Brooklyn has its own “victim” of the WikiLeaks dump — Rabbi David Niederman!
Buried in the 251,287 just-revealed diplomatic cables and no-longer-secret documents was a message from the United States embassy in Madrid detailing an effort by Niederman and his Williamsburg-based United Jewish Organizations to protect 15th-century Jewish gravesites discovered during construction projects in the Iberian peninsula, one of the cradles of modern Jewish civilization.
Across the world, governments have been reacting with outrage about the WikiLeaks dump — but in Brooklyn, Niederman laughed about the suddenly unsecret three-year-old cable from the embassy to Sen. Joe Lieberman (D–Connecticut).
“This is terrible!” he joked. “There are no secrets anymore.”
Rep. Ed Towns (D–Fort Greene) was also caught in the WikiLeaks net.
“Based on the interest of concerned Americans … among them Rep. Ed Towns and Rabbi David Niederman, [we] have expressed our concern to the Spanish government that these culturally and religiously sensitive sites need to be protected and handled in a manner in keeping with the wishes of the Jewish community in Spain,” read the diplomatic cable from then–Ambassador Eduardo Aguirre.
Aguirre was obviously impressed by Niederman’s commitment to preserving and relocating sacred Jewish burial grounds in Europe desecrated by overdevelopment — his passion for more than a decade. The problem is most acute in Eastern Europe, though there are no WikiLeak documents suggesting that Niederman had made inroads with diplomats there.
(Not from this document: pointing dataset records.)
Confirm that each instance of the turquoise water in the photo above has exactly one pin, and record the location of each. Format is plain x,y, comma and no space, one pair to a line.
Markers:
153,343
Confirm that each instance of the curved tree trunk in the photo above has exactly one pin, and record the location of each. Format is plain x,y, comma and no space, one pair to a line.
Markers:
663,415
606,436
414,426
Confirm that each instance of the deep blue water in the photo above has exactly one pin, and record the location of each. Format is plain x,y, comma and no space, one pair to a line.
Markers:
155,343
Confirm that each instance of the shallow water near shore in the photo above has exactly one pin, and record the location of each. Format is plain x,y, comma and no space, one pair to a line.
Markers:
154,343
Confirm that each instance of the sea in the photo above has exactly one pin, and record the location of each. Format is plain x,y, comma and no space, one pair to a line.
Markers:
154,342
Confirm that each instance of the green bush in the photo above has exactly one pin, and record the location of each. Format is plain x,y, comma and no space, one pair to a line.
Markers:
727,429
Niederman’s Spanish cemetery work was certainly not “Top Secret/Eyes Only” material. Any close reader of local newspapers would have seen coverage of Niederman and Towns’s diplomatic mission after the disturbance of Jewish remains at a Catalonian site in 2007, four months before the cable was written.
And the New York Times reported the outcry among American Jewish leaders, including Niederman, in July 2009, after the bodies of 103 Spanish Jews were exhumed from a burial site in Toledo — an ancestral home of Sephardic Jews before the Spanish Inquisition.
Niederman said he hopes that his work with the federal government on preserving burial sites throughout Europe will be unaffected by the WikiLeaks revelations.